# Abordagem randômica

Usando a abordagem randômica para gerar templates com foco em templates positivos e negativos. Uma possível aplicação seria testar a capacidade linguística *Vocabullary* com o teste **MFT**.

As etapas desta abordagem são:

1. Quebrar as instâncias em sentenças
2. Selecionar uma amostra de *K* sentenças de forma aleatória
3. Rankear as palavras de cada sentença
4. Realizar as predições de cada sentença usando o *Oráculo*
5. Substituir as palavras relevantes por máscaras

In [1]:
%config Completer.use_jedi = False
import sys
import random

sys.path.append('../')
random.seed(220)

## Carregando o dataset, o modelo alvo e os modelos auxiliares

In [2]:
import pandas as pd
from datasets import load_dataset

pd.set_option('display.max_colwidth', None)

dataset = load_dataset("rotten_tomatoes")
dataset.set_format("pandas")
df = dataset["test"].shuffle(seed=42)[:100]
df

Unnamed: 0,text,label
0,"unpretentious , charming , quirky , original",1
1,"a film really has to be exceptional to justify a three hour running time , and this isn't .",0
2,working from a surprisingly sensitive script co-written by gianni romoli . . . ozpetek avoids most of the pitfalls you'd expect in such a potentially sudsy set-up .,1
3,"it may not be particularly innovative , but the film's crisp , unaffected style and air of gentle longing make it unexpectedly rewarding .",1
4,"such a premise is ripe for all manner of lunacy , but kaufman and gondry rarely seem sure of where it should go .",0
...,...,...
95,"ice age is the first computer-generated feature cartoon to feel like other movies , and that makes for some glacial pacing early on .",0
96,there's no denying that burns is a filmmaker with a bright future ahead of him .,1
97,it collapses when mr . taylor tries to shift the tone to a thriller's rush .,0
98,"there's a great deal of corny dialogue and preposterous moments . and yet , it still works .",1


In [3]:
import re
import numpy as np
from torch.nn.functional import softmax
from transformers import AutoTokenizer, AutoModelForSequenceClassification

def pre_proccess(text):
    text = text.lower()
    text = re.sub('["\',!-.:-@0-9/]()', ' ', text)
    return text

# Wrapper to adapt output format
class SentimentAnalisysModelWrapper:
    def __init__(self, model, tokenizer):
        self.model = model
        self.tokenizer = tokenizer
        
    def __predict(self, text_input):
        text_preprocessed = pre_proccess(text_input)
        tokenized = self.tokenizer(text_preprocessed, padding=True, truncation=True, max_length=512, 
                                    add_special_tokens = True, return_tensors="pt")
        
        tensor_logits = self.model(**tokenized)
        prob = softmax(tensor_logits[0]).detach().numpy()
        pred = np.argmax(prob)
        
        return pred, prob
    
    def predict_label(self, text_inputs):
        return self.predict(text_inputs)[0]
        
    def predict_proba(self, text_inputs):
        return self.predict(text_inputs)[1]
        
    def predict(self, text_inputs):
        if isinstance(text_inputs, str):
            text_inputs = [text_inputs]
        
        preds = []
        probs = []

        for text_input in text_inputs:
            pred, prob = self.__predict(text_input)
            preds.append(pred)
            probs.append(prob[0])

        return np.array(preds), np.array(probs) # ([0, 1], [[0.99, 0.01], [0.03, 0.97]])
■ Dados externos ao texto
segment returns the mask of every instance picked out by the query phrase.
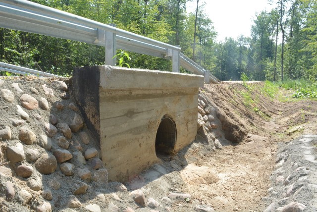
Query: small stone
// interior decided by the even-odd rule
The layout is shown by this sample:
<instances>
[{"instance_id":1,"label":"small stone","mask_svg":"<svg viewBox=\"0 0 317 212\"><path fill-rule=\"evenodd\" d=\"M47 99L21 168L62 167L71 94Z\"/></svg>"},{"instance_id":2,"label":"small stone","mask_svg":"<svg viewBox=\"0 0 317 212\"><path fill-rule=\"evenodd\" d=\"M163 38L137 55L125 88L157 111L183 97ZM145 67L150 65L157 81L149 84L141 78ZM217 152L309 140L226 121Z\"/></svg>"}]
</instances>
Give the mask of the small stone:
<instances>
[{"instance_id":1,"label":"small stone","mask_svg":"<svg viewBox=\"0 0 317 212\"><path fill-rule=\"evenodd\" d=\"M38 120L39 121L41 119L42 119L42 117L41 116L41 115L40 115L38 113L36 113L34 114L34 118L36 118L36 120Z\"/></svg>"},{"instance_id":2,"label":"small stone","mask_svg":"<svg viewBox=\"0 0 317 212\"><path fill-rule=\"evenodd\" d=\"M198 119L199 120L201 120L202 121L204 121L204 118L203 117L203 116L202 115L202 114L199 112L198 112L197 113L198 113Z\"/></svg>"},{"instance_id":3,"label":"small stone","mask_svg":"<svg viewBox=\"0 0 317 212\"><path fill-rule=\"evenodd\" d=\"M26 206L32 199L32 195L27 191L21 189L19 191L18 198L21 205L23 206Z\"/></svg>"},{"instance_id":4,"label":"small stone","mask_svg":"<svg viewBox=\"0 0 317 212\"><path fill-rule=\"evenodd\" d=\"M47 136L50 138L54 136L57 133L57 129L55 126L48 122L44 124L44 131Z\"/></svg>"},{"instance_id":5,"label":"small stone","mask_svg":"<svg viewBox=\"0 0 317 212\"><path fill-rule=\"evenodd\" d=\"M186 199L189 198L190 199L192 197L192 196L190 194L182 194L178 193L171 193L168 195L168 197L170 198L181 198L181 199Z\"/></svg>"},{"instance_id":6,"label":"small stone","mask_svg":"<svg viewBox=\"0 0 317 212\"><path fill-rule=\"evenodd\" d=\"M55 106L58 110L61 110L64 109L64 105L59 102L56 102L56 103L55 103Z\"/></svg>"},{"instance_id":7,"label":"small stone","mask_svg":"<svg viewBox=\"0 0 317 212\"><path fill-rule=\"evenodd\" d=\"M23 145L18 143L16 146L6 148L6 157L11 162L18 162L24 160L25 159Z\"/></svg>"},{"instance_id":8,"label":"small stone","mask_svg":"<svg viewBox=\"0 0 317 212\"><path fill-rule=\"evenodd\" d=\"M52 139L45 135L40 135L41 145L47 150L52 149Z\"/></svg>"},{"instance_id":9,"label":"small stone","mask_svg":"<svg viewBox=\"0 0 317 212\"><path fill-rule=\"evenodd\" d=\"M47 188L43 191L42 193L42 196L43 197L43 198L48 200L49 201L53 199L53 195L52 194L52 192L48 188Z\"/></svg>"},{"instance_id":10,"label":"small stone","mask_svg":"<svg viewBox=\"0 0 317 212\"><path fill-rule=\"evenodd\" d=\"M66 150L56 150L53 153L56 158L56 160L59 163L62 163L73 158L73 156L69 151Z\"/></svg>"},{"instance_id":11,"label":"small stone","mask_svg":"<svg viewBox=\"0 0 317 212\"><path fill-rule=\"evenodd\" d=\"M75 113L74 118L69 125L69 127L73 132L77 132L84 126L84 121L80 115L77 113Z\"/></svg>"},{"instance_id":12,"label":"small stone","mask_svg":"<svg viewBox=\"0 0 317 212\"><path fill-rule=\"evenodd\" d=\"M208 130L211 131L212 129L211 127L211 125L210 124L210 122L209 121L207 121L206 124L206 126L208 129Z\"/></svg>"},{"instance_id":13,"label":"small stone","mask_svg":"<svg viewBox=\"0 0 317 212\"><path fill-rule=\"evenodd\" d=\"M94 173L93 180L97 183L108 184L108 171L106 168L98 170Z\"/></svg>"},{"instance_id":14,"label":"small stone","mask_svg":"<svg viewBox=\"0 0 317 212\"><path fill-rule=\"evenodd\" d=\"M94 158L97 155L98 155L98 151L94 147L93 147L88 149L85 152L85 158L86 159L89 159Z\"/></svg>"},{"instance_id":15,"label":"small stone","mask_svg":"<svg viewBox=\"0 0 317 212\"><path fill-rule=\"evenodd\" d=\"M86 167L77 168L78 176L82 180L89 180L91 179L91 172Z\"/></svg>"},{"instance_id":16,"label":"small stone","mask_svg":"<svg viewBox=\"0 0 317 212\"><path fill-rule=\"evenodd\" d=\"M75 166L69 162L64 162L59 165L60 170L66 176L71 176L74 174Z\"/></svg>"},{"instance_id":17,"label":"small stone","mask_svg":"<svg viewBox=\"0 0 317 212\"><path fill-rule=\"evenodd\" d=\"M209 129L208 129L207 127L206 126L206 125L203 126L203 127L204 128L204 129L205 129L205 130L206 131L207 133L209 133L210 132L210 130L209 130Z\"/></svg>"},{"instance_id":18,"label":"small stone","mask_svg":"<svg viewBox=\"0 0 317 212\"><path fill-rule=\"evenodd\" d=\"M67 91L68 90L67 85L62 81L54 80L53 83L56 87L62 91Z\"/></svg>"},{"instance_id":19,"label":"small stone","mask_svg":"<svg viewBox=\"0 0 317 212\"><path fill-rule=\"evenodd\" d=\"M205 106L206 106L206 104L205 104L205 103L204 102L204 101L203 100L199 100L199 103L200 103L200 104L203 106L203 108L204 108Z\"/></svg>"},{"instance_id":20,"label":"small stone","mask_svg":"<svg viewBox=\"0 0 317 212\"><path fill-rule=\"evenodd\" d=\"M21 117L23 119L28 119L30 118L29 115L21 107L21 106L17 105L16 107L18 108L17 110L18 114L21 116Z\"/></svg>"},{"instance_id":21,"label":"small stone","mask_svg":"<svg viewBox=\"0 0 317 212\"><path fill-rule=\"evenodd\" d=\"M12 87L14 88L14 89L15 89L15 91L16 91L16 93L17 93L19 95L23 93L23 91L21 90L21 89L19 87L19 84L17 84L17 83L16 82L13 83L11 85Z\"/></svg>"},{"instance_id":22,"label":"small stone","mask_svg":"<svg viewBox=\"0 0 317 212\"><path fill-rule=\"evenodd\" d=\"M59 136L57 138L57 145L61 148L67 150L69 147L69 142L64 136Z\"/></svg>"},{"instance_id":23,"label":"small stone","mask_svg":"<svg viewBox=\"0 0 317 212\"><path fill-rule=\"evenodd\" d=\"M93 159L91 160L91 167L94 169L98 169L103 166L103 161L99 159Z\"/></svg>"},{"instance_id":24,"label":"small stone","mask_svg":"<svg viewBox=\"0 0 317 212\"><path fill-rule=\"evenodd\" d=\"M160 199L161 202L164 203L165 205L169 205L172 203L172 201L167 197L163 197Z\"/></svg>"},{"instance_id":25,"label":"small stone","mask_svg":"<svg viewBox=\"0 0 317 212\"><path fill-rule=\"evenodd\" d=\"M203 118L204 119L204 121L205 121L205 122L208 121L208 116L207 116L206 115L205 115Z\"/></svg>"},{"instance_id":26,"label":"small stone","mask_svg":"<svg viewBox=\"0 0 317 212\"><path fill-rule=\"evenodd\" d=\"M16 175L20 177L27 178L31 175L33 172L33 168L32 166L25 165L20 165L16 168Z\"/></svg>"},{"instance_id":27,"label":"small stone","mask_svg":"<svg viewBox=\"0 0 317 212\"><path fill-rule=\"evenodd\" d=\"M71 209L77 209L81 207L81 203L74 195L69 195L68 196L68 208Z\"/></svg>"},{"instance_id":28,"label":"small stone","mask_svg":"<svg viewBox=\"0 0 317 212\"><path fill-rule=\"evenodd\" d=\"M55 190L59 189L61 186L59 181L55 178L50 180L48 184L51 188Z\"/></svg>"},{"instance_id":29,"label":"small stone","mask_svg":"<svg viewBox=\"0 0 317 212\"><path fill-rule=\"evenodd\" d=\"M4 166L0 166L0 176L12 177L12 170L11 168L7 168Z\"/></svg>"},{"instance_id":30,"label":"small stone","mask_svg":"<svg viewBox=\"0 0 317 212\"><path fill-rule=\"evenodd\" d=\"M83 156L83 154L82 154L80 152L74 152L73 153L73 155L74 156L74 158L76 158L79 162L84 165L86 164L86 160L85 159L85 157L84 157L84 156Z\"/></svg>"},{"instance_id":31,"label":"small stone","mask_svg":"<svg viewBox=\"0 0 317 212\"><path fill-rule=\"evenodd\" d=\"M208 116L208 120L209 121L214 121L214 117L212 115L209 114L207 116Z\"/></svg>"},{"instance_id":32,"label":"small stone","mask_svg":"<svg viewBox=\"0 0 317 212\"><path fill-rule=\"evenodd\" d=\"M203 205L200 205L199 206L196 206L194 209L197 211L199 212L214 212L214 210L210 206L205 206ZM235 211L234 210L233 211Z\"/></svg>"},{"instance_id":33,"label":"small stone","mask_svg":"<svg viewBox=\"0 0 317 212\"><path fill-rule=\"evenodd\" d=\"M222 150L222 145L220 143L220 141L218 139L215 139L213 142L214 144L214 146L216 147L216 149L217 150Z\"/></svg>"},{"instance_id":34,"label":"small stone","mask_svg":"<svg viewBox=\"0 0 317 212\"><path fill-rule=\"evenodd\" d=\"M74 195L79 195L86 193L88 189L88 185L83 182L77 180L75 181L72 187L73 194Z\"/></svg>"},{"instance_id":35,"label":"small stone","mask_svg":"<svg viewBox=\"0 0 317 212\"><path fill-rule=\"evenodd\" d=\"M218 124L214 123L211 123L210 125L212 129L217 129L218 128Z\"/></svg>"},{"instance_id":36,"label":"small stone","mask_svg":"<svg viewBox=\"0 0 317 212\"><path fill-rule=\"evenodd\" d=\"M9 118L9 120L11 121L11 123L15 127L22 125L25 123L25 121L23 120L15 119L14 118Z\"/></svg>"},{"instance_id":37,"label":"small stone","mask_svg":"<svg viewBox=\"0 0 317 212\"><path fill-rule=\"evenodd\" d=\"M56 159L50 154L43 154L35 162L35 168L41 174L50 174L55 171L57 167Z\"/></svg>"},{"instance_id":38,"label":"small stone","mask_svg":"<svg viewBox=\"0 0 317 212\"><path fill-rule=\"evenodd\" d=\"M11 139L11 129L9 127L5 126L4 129L0 130L0 138L3 139Z\"/></svg>"},{"instance_id":39,"label":"small stone","mask_svg":"<svg viewBox=\"0 0 317 212\"><path fill-rule=\"evenodd\" d=\"M158 201L153 198L149 198L148 202L147 203L147 206L152 209L162 206Z\"/></svg>"},{"instance_id":40,"label":"small stone","mask_svg":"<svg viewBox=\"0 0 317 212\"><path fill-rule=\"evenodd\" d=\"M48 88L47 86L46 85L46 84L42 86L42 87L43 88L43 91L44 91L44 93L45 93L45 94L46 94L48 96L49 95L49 96L53 96L54 92L53 92L53 90L50 88Z\"/></svg>"},{"instance_id":41,"label":"small stone","mask_svg":"<svg viewBox=\"0 0 317 212\"><path fill-rule=\"evenodd\" d=\"M42 206L36 207L36 212L51 212L52 206L49 202L44 202Z\"/></svg>"},{"instance_id":42,"label":"small stone","mask_svg":"<svg viewBox=\"0 0 317 212\"><path fill-rule=\"evenodd\" d=\"M132 196L133 200L136 203L143 207L145 207L145 196L141 190L134 190L130 193L130 195Z\"/></svg>"},{"instance_id":43,"label":"small stone","mask_svg":"<svg viewBox=\"0 0 317 212\"><path fill-rule=\"evenodd\" d=\"M67 124L58 122L56 125L56 127L63 133L66 138L70 139L71 138L71 130Z\"/></svg>"},{"instance_id":44,"label":"small stone","mask_svg":"<svg viewBox=\"0 0 317 212\"><path fill-rule=\"evenodd\" d=\"M205 125L206 123L204 121L202 121L200 119L198 119L197 122L197 129L199 129L203 126Z\"/></svg>"},{"instance_id":45,"label":"small stone","mask_svg":"<svg viewBox=\"0 0 317 212\"><path fill-rule=\"evenodd\" d=\"M42 180L40 179L31 179L26 184L33 191L40 191L42 188Z\"/></svg>"},{"instance_id":46,"label":"small stone","mask_svg":"<svg viewBox=\"0 0 317 212\"><path fill-rule=\"evenodd\" d=\"M24 94L20 97L21 105L28 109L33 109L39 107L39 103L35 98L27 94Z\"/></svg>"},{"instance_id":47,"label":"small stone","mask_svg":"<svg viewBox=\"0 0 317 212\"><path fill-rule=\"evenodd\" d=\"M11 202L15 196L13 184L12 182L6 181L4 183L4 186L5 186L5 200Z\"/></svg>"},{"instance_id":48,"label":"small stone","mask_svg":"<svg viewBox=\"0 0 317 212\"><path fill-rule=\"evenodd\" d=\"M280 175L275 179L275 185L282 184L284 182L284 178L283 175Z\"/></svg>"},{"instance_id":49,"label":"small stone","mask_svg":"<svg viewBox=\"0 0 317 212\"><path fill-rule=\"evenodd\" d=\"M69 100L70 99L70 95L69 95L69 93L62 91L60 93L60 98L63 100Z\"/></svg>"},{"instance_id":50,"label":"small stone","mask_svg":"<svg viewBox=\"0 0 317 212\"><path fill-rule=\"evenodd\" d=\"M56 123L57 123L57 121L58 120L57 118L54 115L51 115L50 116L50 123L52 124L53 125L55 125Z\"/></svg>"},{"instance_id":51,"label":"small stone","mask_svg":"<svg viewBox=\"0 0 317 212\"><path fill-rule=\"evenodd\" d=\"M89 144L89 137L86 132L80 132L79 133L79 137L80 137L82 142L84 144L86 145Z\"/></svg>"},{"instance_id":52,"label":"small stone","mask_svg":"<svg viewBox=\"0 0 317 212\"><path fill-rule=\"evenodd\" d=\"M209 109L208 109L207 107L204 108L204 110L205 110L205 112L206 112L206 114L210 113L210 111L209 111Z\"/></svg>"},{"instance_id":53,"label":"small stone","mask_svg":"<svg viewBox=\"0 0 317 212\"><path fill-rule=\"evenodd\" d=\"M33 87L30 87L30 91L33 94L39 94L39 91L37 89L33 88Z\"/></svg>"},{"instance_id":54,"label":"small stone","mask_svg":"<svg viewBox=\"0 0 317 212\"><path fill-rule=\"evenodd\" d=\"M6 102L12 103L14 101L13 92L7 89L1 89L1 96Z\"/></svg>"},{"instance_id":55,"label":"small stone","mask_svg":"<svg viewBox=\"0 0 317 212\"><path fill-rule=\"evenodd\" d=\"M70 144L71 144L78 151L82 152L83 151L83 148L77 140L70 142Z\"/></svg>"},{"instance_id":56,"label":"small stone","mask_svg":"<svg viewBox=\"0 0 317 212\"><path fill-rule=\"evenodd\" d=\"M97 191L95 192L95 194L96 194L96 196L101 201L105 202L106 201L106 197L105 197L105 195L104 195L104 194L102 193Z\"/></svg>"},{"instance_id":57,"label":"small stone","mask_svg":"<svg viewBox=\"0 0 317 212\"><path fill-rule=\"evenodd\" d=\"M204 110L204 109L201 108L200 106L198 106L198 112L199 112L203 116L206 114L206 112Z\"/></svg>"},{"instance_id":58,"label":"small stone","mask_svg":"<svg viewBox=\"0 0 317 212\"><path fill-rule=\"evenodd\" d=\"M89 212L101 212L100 207L97 204L89 204L85 208Z\"/></svg>"},{"instance_id":59,"label":"small stone","mask_svg":"<svg viewBox=\"0 0 317 212\"><path fill-rule=\"evenodd\" d=\"M78 107L77 107L74 103L70 103L69 105L68 105L68 107L75 112L79 112Z\"/></svg>"},{"instance_id":60,"label":"small stone","mask_svg":"<svg viewBox=\"0 0 317 212\"><path fill-rule=\"evenodd\" d=\"M36 135L30 129L22 127L19 131L19 140L24 144L30 145L36 140Z\"/></svg>"},{"instance_id":61,"label":"small stone","mask_svg":"<svg viewBox=\"0 0 317 212\"><path fill-rule=\"evenodd\" d=\"M39 106L40 108L45 110L48 110L50 109L50 106L49 106L49 102L46 99L41 97L39 101Z\"/></svg>"},{"instance_id":62,"label":"small stone","mask_svg":"<svg viewBox=\"0 0 317 212\"><path fill-rule=\"evenodd\" d=\"M37 159L40 156L41 156L41 153L39 152L39 151L35 149L27 149L25 151L25 158L26 159L26 161L28 162L32 162L34 161L36 161Z\"/></svg>"},{"instance_id":63,"label":"small stone","mask_svg":"<svg viewBox=\"0 0 317 212\"><path fill-rule=\"evenodd\" d=\"M128 191L128 189L123 184L120 184L115 187L117 191L119 191L120 192L123 192L125 191Z\"/></svg>"},{"instance_id":64,"label":"small stone","mask_svg":"<svg viewBox=\"0 0 317 212\"><path fill-rule=\"evenodd\" d=\"M134 211L131 208L127 208L123 210L123 212L134 212Z\"/></svg>"}]
</instances>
# Auxiliar function to load and wrap a model from Hugging Face
def load_model(model_name):
    print(f'Loading model {model_name}...')
    model = AutoModelForSequenceClassification.from_pretrained(model_name)
    tokenizer = AutoTokenizer.from_pretrained(model_name)
    
    return SentimentAnalisysModelWrapper(model, tokenizer)
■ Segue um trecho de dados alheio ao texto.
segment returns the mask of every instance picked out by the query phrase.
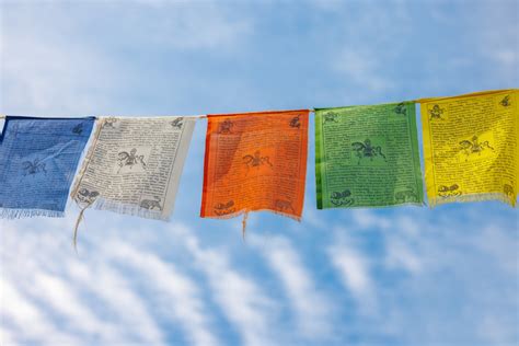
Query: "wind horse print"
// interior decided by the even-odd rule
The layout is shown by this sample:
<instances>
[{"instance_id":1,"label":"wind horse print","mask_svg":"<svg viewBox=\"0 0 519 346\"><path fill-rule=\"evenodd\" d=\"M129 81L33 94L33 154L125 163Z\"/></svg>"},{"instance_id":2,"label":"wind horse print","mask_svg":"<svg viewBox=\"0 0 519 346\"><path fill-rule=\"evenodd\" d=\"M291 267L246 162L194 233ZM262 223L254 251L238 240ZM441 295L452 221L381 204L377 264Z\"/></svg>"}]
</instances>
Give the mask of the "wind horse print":
<instances>
[{"instance_id":1,"label":"wind horse print","mask_svg":"<svg viewBox=\"0 0 519 346\"><path fill-rule=\"evenodd\" d=\"M516 206L519 91L418 102L429 205L495 199Z\"/></svg>"},{"instance_id":2,"label":"wind horse print","mask_svg":"<svg viewBox=\"0 0 519 346\"><path fill-rule=\"evenodd\" d=\"M0 135L0 217L62 217L94 117L8 116Z\"/></svg>"},{"instance_id":3,"label":"wind horse print","mask_svg":"<svg viewBox=\"0 0 519 346\"><path fill-rule=\"evenodd\" d=\"M103 117L72 197L90 206L168 220L195 128L194 117Z\"/></svg>"},{"instance_id":4,"label":"wind horse print","mask_svg":"<svg viewBox=\"0 0 519 346\"><path fill-rule=\"evenodd\" d=\"M415 104L315 109L318 208L423 205Z\"/></svg>"},{"instance_id":5,"label":"wind horse print","mask_svg":"<svg viewBox=\"0 0 519 346\"><path fill-rule=\"evenodd\" d=\"M200 216L269 210L299 220L309 111L208 115Z\"/></svg>"}]
</instances>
# Hugging Face hosted model names 
rotten_tomatoes_models = {
    'bert': 'textattack/bert-base-uncased-rotten-tomatoes', 
    'albert': 'textattack/albert-base-v2-rotten-tomatoes', 
    'distilbert': 'textattack/distilbert-base-uncased-rotten-tomatoes', 
    'roberta': 'textattack/roberta-base-rotten-tomatoes', 
    'xlnet': 'textattack/xlnet-base-cased-rotten-tomatoes', 
    
}

In [4]:
m1 = load_model(rotten_tomatoes_models['albert'])
m2 = load_model(rotten_tomatoes_models['distilbert'])
m3 = load_model(rotten_tomatoes_models['roberta'])
m4 = load_model(rotten_tomatoes_models['xlnet'])

# Models to be used as oracle
models = [m1, m2, m3, m4]
# Target model
model = load_model(rotten_tomatoes_models['bert'])
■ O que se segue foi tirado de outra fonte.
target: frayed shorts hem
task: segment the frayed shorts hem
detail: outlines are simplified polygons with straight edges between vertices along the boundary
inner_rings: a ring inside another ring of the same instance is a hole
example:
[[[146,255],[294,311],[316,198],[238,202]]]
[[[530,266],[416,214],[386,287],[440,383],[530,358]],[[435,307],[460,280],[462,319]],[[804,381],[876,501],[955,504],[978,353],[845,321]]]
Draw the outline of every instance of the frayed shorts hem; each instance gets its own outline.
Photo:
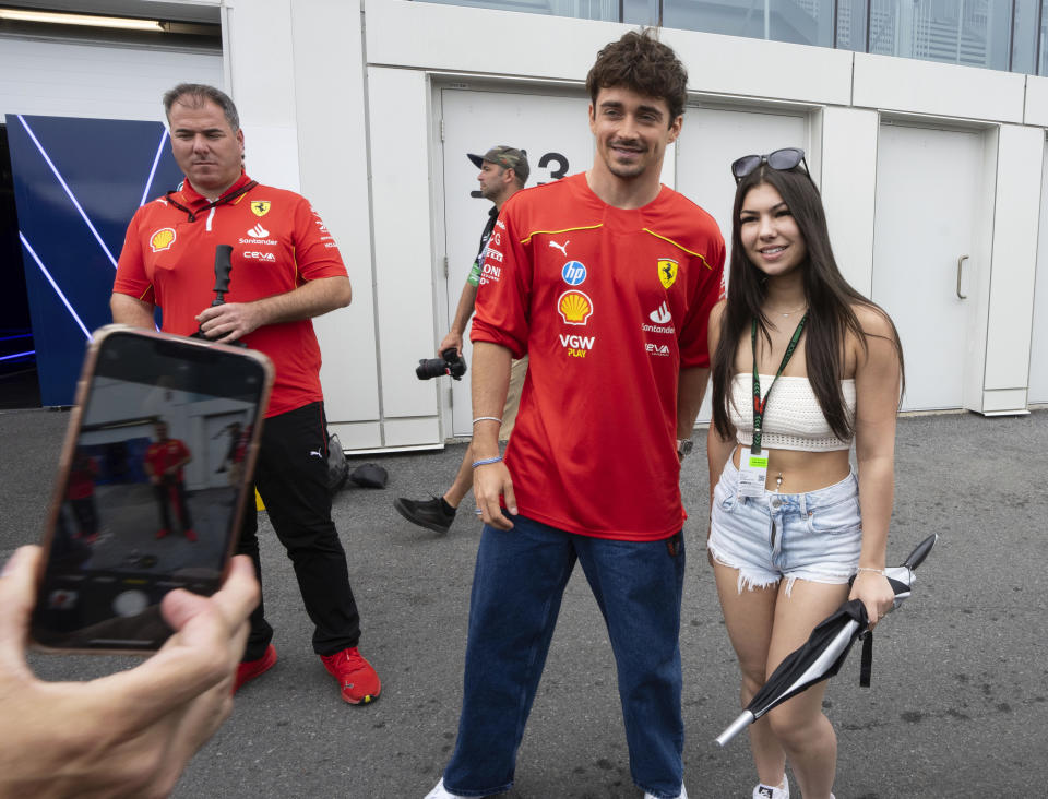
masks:
[[[735,569],[739,573],[739,583],[738,591],[741,594],[743,591],[758,591],[760,588],[770,588],[772,586],[778,585],[783,579],[786,580],[786,596],[789,596],[790,591],[793,591],[794,583],[798,580],[805,580],[809,583],[823,583],[825,585],[844,585],[856,572],[854,570],[848,570],[843,572],[839,575],[835,574],[825,574],[824,572],[813,572],[805,569],[798,569],[795,572],[789,574],[769,574],[767,572],[753,569],[743,563],[733,563],[730,559],[726,558],[722,552],[717,551],[717,548],[711,541],[707,545],[710,549],[710,554],[713,556],[713,559],[723,567],[728,569]]]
Loading model textattack/albert-base-v2-rotten-tomatoes...
Loading model textattack/distilbert-base-uncased-rotten-tomatoes...
Loading model textattack/roberta-base-rotten-tomatoes...


Some weights of the model checkpoint at textattack/roberta-base-rotten-tomatoes were not used when initializing RobertaForSequenceClassification: ['roberta.pooler.dense.bias', 'roberta.pooler.dense.weight']
- This IS expected if you are initializing RobertaForSequenceClassification from the checkpoint of a model trained on another task or with another architecture (e.g. initializing a BertForSequenceClassification model from a BertForPreTraining model).
- This IS NOT expected if you are initializing RobertaForSequenceClassification from the checkpoint of a model that you expect to be exactly identical (initializing a BertForSequenceClassification model from a BertForSequenceClassification model).


Loading model textattack/xlnet-base-cased-rotten-tomatoes...
Loading model textattack/bert-base-uncased-rotten-tomatoes...


# Gerando os templates
O método de rankeamento das palavras usado no PosNegTemplateGenerator é o Replace-1 Score

In [5]:
from template_generator.tasks.sentiment_analisys import PosNegTemplateGeneratorRandom

tg = PosNegTemplateGeneratorRandom(model, models)

### Número inicial de instâncias: 5

In [6]:
# Sampling instances
np.random.seed(220)
n_instances = 5
df_sampled = df.sample(n_instances)

instances = [x for x in df_sampled['text'].values]

In [7]:
templates = tg.generate_templates(instances, n_masks=2, k_templates=1)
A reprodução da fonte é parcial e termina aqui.